No documentation or clear guidance. There’s no real onboarding, and no clear explanation of the product from the inside. Maybe I’m using Agents wrong. But I clicked a button and did what it said, and it just failed—and it didn’t tell me how to get to the next steps. This is 1997 HP printer-driver level of product development. Again, it’s literally a chatting robot, this could be resolved. Is there something I missed? A special guide or code or message that Sam Altman whispers in your ear? I don’t care. This is consumer software.

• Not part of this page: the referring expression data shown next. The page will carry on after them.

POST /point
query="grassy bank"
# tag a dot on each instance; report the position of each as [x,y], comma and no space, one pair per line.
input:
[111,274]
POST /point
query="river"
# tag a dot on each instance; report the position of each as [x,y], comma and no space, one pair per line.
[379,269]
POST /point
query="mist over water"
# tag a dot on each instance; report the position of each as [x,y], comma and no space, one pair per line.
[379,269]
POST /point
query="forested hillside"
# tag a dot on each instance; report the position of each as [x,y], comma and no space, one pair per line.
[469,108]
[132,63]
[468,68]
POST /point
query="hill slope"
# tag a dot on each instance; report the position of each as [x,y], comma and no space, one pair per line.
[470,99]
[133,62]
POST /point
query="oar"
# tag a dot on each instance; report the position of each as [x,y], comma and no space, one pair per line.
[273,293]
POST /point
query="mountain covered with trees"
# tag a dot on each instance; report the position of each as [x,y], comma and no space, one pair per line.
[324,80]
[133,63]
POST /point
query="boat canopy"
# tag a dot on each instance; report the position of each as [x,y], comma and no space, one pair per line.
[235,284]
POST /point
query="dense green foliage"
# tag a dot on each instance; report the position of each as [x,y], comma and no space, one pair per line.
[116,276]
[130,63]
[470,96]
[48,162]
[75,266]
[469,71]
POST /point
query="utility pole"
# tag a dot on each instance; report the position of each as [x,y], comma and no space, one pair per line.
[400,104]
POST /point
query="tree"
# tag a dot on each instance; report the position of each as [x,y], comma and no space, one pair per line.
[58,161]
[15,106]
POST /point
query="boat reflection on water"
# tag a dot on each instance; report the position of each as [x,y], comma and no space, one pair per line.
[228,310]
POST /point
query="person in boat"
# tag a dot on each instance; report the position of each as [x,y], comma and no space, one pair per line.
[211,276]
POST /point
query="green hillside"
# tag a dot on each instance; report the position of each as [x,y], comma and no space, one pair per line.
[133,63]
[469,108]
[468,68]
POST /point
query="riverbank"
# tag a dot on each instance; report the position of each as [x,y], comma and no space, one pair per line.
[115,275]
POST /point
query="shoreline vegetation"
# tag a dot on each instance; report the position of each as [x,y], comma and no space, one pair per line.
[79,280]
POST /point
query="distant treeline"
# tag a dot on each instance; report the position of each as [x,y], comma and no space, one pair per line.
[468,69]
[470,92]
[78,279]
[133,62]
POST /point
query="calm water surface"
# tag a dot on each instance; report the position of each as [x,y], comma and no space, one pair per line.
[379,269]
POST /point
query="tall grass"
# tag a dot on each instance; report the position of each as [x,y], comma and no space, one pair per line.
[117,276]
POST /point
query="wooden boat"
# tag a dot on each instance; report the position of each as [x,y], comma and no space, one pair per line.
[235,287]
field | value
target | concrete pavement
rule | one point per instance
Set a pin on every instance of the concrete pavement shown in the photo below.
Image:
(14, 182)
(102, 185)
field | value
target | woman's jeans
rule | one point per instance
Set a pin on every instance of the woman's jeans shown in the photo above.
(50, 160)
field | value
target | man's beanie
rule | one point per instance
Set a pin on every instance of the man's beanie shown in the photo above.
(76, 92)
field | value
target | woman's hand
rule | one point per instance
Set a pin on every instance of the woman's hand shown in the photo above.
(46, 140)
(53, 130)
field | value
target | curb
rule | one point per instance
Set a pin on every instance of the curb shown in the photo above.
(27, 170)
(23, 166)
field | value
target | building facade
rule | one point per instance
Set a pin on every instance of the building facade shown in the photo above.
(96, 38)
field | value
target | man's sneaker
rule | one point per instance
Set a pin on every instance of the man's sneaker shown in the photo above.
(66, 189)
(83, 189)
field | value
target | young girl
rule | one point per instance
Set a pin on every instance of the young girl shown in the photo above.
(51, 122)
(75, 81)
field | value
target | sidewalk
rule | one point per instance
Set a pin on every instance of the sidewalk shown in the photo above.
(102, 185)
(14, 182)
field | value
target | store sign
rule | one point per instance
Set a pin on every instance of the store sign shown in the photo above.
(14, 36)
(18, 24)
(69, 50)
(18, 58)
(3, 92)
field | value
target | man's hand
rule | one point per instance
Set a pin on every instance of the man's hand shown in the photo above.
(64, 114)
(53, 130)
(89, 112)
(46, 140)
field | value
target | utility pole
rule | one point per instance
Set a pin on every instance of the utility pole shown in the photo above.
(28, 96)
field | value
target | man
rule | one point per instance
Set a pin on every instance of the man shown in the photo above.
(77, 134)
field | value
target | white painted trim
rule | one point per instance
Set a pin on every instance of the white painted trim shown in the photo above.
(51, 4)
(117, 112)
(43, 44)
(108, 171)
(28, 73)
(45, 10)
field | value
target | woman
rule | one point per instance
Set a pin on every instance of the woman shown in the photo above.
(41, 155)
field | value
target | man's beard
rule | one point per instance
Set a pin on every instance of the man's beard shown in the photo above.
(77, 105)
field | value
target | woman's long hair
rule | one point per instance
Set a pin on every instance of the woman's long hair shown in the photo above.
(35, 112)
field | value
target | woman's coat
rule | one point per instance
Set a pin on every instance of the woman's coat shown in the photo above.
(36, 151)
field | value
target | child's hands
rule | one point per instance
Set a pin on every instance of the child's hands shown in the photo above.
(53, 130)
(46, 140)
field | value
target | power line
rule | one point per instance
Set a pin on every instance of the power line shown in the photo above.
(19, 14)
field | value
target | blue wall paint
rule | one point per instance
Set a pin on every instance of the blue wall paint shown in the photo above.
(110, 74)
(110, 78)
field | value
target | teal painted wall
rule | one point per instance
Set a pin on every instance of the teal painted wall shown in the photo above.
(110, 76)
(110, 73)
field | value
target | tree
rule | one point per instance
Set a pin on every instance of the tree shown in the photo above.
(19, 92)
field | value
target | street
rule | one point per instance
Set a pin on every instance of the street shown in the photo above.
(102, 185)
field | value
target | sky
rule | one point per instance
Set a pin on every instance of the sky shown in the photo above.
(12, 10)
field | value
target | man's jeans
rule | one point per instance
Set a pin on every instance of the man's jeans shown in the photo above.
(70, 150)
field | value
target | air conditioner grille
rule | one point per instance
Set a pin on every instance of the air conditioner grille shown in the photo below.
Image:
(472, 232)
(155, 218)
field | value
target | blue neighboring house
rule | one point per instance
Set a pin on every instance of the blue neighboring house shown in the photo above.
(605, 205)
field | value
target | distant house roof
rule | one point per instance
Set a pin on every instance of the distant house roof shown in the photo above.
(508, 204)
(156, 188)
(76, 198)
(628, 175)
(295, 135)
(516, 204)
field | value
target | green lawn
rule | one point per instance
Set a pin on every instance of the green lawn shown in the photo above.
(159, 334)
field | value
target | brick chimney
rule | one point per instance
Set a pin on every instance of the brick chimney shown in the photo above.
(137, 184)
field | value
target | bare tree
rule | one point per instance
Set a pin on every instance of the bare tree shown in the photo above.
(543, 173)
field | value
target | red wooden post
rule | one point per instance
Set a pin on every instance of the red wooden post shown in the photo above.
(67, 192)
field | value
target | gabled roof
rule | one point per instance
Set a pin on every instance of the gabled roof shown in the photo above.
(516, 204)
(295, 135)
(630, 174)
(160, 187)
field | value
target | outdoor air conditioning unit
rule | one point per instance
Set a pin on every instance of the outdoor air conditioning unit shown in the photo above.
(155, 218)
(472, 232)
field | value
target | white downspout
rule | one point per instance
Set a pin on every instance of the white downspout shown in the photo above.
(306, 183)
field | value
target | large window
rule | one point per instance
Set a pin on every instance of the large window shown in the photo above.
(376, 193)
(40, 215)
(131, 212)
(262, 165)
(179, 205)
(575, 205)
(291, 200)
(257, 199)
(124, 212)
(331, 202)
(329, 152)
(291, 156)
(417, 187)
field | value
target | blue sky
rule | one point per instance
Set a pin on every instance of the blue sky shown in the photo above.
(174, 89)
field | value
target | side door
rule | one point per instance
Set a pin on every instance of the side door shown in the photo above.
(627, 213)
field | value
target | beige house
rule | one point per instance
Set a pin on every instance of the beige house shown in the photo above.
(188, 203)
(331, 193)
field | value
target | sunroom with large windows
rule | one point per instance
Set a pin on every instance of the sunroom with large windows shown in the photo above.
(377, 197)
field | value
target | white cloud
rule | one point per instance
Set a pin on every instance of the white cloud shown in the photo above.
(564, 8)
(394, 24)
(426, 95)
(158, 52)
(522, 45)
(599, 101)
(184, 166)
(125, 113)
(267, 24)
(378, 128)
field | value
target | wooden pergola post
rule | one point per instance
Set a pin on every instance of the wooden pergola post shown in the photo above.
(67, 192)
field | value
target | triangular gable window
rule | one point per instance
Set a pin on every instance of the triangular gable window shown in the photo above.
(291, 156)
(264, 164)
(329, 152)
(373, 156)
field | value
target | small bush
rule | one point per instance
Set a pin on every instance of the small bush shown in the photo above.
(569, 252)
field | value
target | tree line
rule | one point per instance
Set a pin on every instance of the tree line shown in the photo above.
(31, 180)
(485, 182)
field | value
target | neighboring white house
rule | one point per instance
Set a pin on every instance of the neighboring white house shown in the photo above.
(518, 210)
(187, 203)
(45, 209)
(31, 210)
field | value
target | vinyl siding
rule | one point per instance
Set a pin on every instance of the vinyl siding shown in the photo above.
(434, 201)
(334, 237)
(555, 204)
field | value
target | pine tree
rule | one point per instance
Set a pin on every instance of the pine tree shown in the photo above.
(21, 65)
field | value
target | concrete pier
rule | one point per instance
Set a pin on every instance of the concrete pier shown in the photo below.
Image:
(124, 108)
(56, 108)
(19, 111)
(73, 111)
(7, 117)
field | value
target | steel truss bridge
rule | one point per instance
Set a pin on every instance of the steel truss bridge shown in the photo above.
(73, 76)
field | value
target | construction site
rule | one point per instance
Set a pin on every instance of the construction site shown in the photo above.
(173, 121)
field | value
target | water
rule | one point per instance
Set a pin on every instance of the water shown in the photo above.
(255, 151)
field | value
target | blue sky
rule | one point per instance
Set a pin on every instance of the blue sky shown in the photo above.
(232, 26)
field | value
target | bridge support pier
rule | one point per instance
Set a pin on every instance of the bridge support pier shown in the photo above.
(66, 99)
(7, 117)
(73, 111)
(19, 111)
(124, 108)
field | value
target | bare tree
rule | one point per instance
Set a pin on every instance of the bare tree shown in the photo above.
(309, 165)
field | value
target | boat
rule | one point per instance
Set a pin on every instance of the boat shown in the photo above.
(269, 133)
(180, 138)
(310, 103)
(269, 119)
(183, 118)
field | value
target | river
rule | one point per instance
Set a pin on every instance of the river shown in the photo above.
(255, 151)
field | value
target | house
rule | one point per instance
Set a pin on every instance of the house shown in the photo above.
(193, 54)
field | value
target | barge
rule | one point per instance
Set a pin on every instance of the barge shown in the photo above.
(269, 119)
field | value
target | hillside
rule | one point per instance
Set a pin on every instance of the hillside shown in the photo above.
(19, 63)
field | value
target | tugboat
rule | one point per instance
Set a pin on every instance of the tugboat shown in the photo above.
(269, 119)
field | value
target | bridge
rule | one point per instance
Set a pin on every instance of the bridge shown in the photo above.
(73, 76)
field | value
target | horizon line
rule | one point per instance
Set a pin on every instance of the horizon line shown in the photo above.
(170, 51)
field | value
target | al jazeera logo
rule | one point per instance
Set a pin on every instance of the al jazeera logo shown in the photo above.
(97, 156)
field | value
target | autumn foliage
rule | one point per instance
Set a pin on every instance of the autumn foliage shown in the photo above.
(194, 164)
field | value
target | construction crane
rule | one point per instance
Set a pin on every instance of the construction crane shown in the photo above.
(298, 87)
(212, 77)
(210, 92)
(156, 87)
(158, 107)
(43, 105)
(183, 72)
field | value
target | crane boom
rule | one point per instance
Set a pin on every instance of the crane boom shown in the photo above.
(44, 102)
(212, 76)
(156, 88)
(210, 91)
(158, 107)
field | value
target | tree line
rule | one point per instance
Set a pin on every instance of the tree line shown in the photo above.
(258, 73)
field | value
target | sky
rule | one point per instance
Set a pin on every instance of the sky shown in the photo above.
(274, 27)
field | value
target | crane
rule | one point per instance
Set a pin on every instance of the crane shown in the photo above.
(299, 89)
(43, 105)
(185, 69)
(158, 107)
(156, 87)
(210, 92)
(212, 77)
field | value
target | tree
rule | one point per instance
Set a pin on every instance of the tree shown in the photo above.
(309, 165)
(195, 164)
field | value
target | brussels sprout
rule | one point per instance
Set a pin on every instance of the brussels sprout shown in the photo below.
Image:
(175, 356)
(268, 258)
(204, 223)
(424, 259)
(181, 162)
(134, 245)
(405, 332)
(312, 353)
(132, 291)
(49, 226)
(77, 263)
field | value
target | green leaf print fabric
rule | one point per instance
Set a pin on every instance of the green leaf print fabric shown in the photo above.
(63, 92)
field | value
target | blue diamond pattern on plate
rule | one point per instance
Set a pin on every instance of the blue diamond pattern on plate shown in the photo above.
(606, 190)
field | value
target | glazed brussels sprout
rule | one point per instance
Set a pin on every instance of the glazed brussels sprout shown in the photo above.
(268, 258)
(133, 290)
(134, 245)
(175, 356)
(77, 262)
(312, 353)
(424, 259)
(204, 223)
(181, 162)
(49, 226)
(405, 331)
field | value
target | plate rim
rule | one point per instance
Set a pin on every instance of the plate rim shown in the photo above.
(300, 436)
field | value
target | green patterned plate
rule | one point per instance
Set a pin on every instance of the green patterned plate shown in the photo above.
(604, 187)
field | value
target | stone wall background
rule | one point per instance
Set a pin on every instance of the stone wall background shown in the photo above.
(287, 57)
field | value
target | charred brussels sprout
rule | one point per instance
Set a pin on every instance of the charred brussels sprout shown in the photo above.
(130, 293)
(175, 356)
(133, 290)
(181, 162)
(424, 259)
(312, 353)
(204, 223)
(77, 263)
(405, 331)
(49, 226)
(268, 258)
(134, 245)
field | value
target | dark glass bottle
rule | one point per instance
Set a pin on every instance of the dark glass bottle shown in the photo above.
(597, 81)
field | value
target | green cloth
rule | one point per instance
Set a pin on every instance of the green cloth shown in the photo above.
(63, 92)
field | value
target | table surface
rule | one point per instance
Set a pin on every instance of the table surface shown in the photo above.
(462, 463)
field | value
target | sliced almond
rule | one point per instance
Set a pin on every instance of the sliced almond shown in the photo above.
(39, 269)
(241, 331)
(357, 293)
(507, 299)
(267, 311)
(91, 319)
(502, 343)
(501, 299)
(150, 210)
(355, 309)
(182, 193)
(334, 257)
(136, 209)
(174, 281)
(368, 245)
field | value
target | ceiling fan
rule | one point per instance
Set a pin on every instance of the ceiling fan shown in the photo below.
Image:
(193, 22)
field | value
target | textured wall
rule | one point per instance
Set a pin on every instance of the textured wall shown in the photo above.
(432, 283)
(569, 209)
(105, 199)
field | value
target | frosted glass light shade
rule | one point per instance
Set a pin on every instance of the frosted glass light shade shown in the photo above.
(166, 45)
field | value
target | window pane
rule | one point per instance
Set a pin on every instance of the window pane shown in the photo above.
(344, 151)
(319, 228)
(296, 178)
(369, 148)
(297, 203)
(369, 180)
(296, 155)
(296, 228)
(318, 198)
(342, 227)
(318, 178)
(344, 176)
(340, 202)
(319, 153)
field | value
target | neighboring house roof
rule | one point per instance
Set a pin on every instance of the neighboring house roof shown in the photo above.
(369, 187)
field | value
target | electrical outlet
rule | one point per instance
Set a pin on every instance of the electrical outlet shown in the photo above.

Unclear distinction between horizontal and vertical applications. Codex and Sora are good (if you know where they are) because they do a thing in a particular software context. They communicate their state, where they might fall short, and provide at least some onboarding or guidance.

The idea that ChatGPT is good at “health” is terrifying to me because it’s sort of smeared into the product without guidance. “Health” should be an app that tells me how to use OpenAI for health: Tracking common health-related concerns, providing good resources, helping me find a doctor, letting me submit problems—and that also uses LLMs to let me create exercise plans, or talk through nutrition challenges.

Vertical products that explain how the LLM is used and walk people through useful workflows are far, far more valuable than having an undifferentiated chatbot that spins up whatever, whenever. Right now, we all work in product development for OpenAI. We’re finding ways to use their products and spinning up better prompts and functions, which they roll out in new versions. That dynamic should change.

Vague product platform. There’s the prompt store, and stuff like Codex, and on and on—it’s sprawling and full of legacy stuff and old ideas. I have a lot of empathy here: They struck gold, they went wild, and now, four years later, there’s a ton left to do and a ton to clean up. But since the product is no longer jumping exponentially in capabilities, they will need to fall back on proper product development if they want to be competitive. They need to accept that they are software—plain old software—and that means people need to be able to use it.

What’s It Cost?

There’s a robust free tier, and a $20-a-month “Plus” plan. You can take the brakes off with Pro, which costs $200 a month and gives you more ability to do deep research and make more video, along with the typical Team and Enterprise offerings. API access is tiered and does let you choose models; it’s very cheap compared to both OpenAI in the past and to many of their current competitors.

Concluding Thoughts

I’m feeling a little fried. The last 75 years of software development are not suddenly irrelevant because of LLMs, and if you want to be a true platform for the future, then playtime is over—you have to actually make the thing work.

At Aboard, we’ve just spent a year roping LLM output into some semblance of order so it can spin up reasonable apps, and it was very, very, very, very hard. It’s deeply challenging to work with these raw digital materials, but these companies don’t seem to care that we’re out here trying to turn their infinite extrusion of pink LLM slime into software chicken nuggets.

Obviously it’s a powerful tool. I just wish to God one person in LLMworld could work on a bad Salesforce deploy, or maintain and enhance a plugin-laden but business-critical WordPress install. I want them to see the gap between the software world most people experience—including most developers—and the infinitely funded world of pine floors and plant walls where they thrive.

Then again, OpenAI is worth half a trillion dollars, and I am not. I just wish my new toys could learn something from my old toys. This was literally the plot of Toy Story, and you know who funded that movie? Steve Jobs. He would never.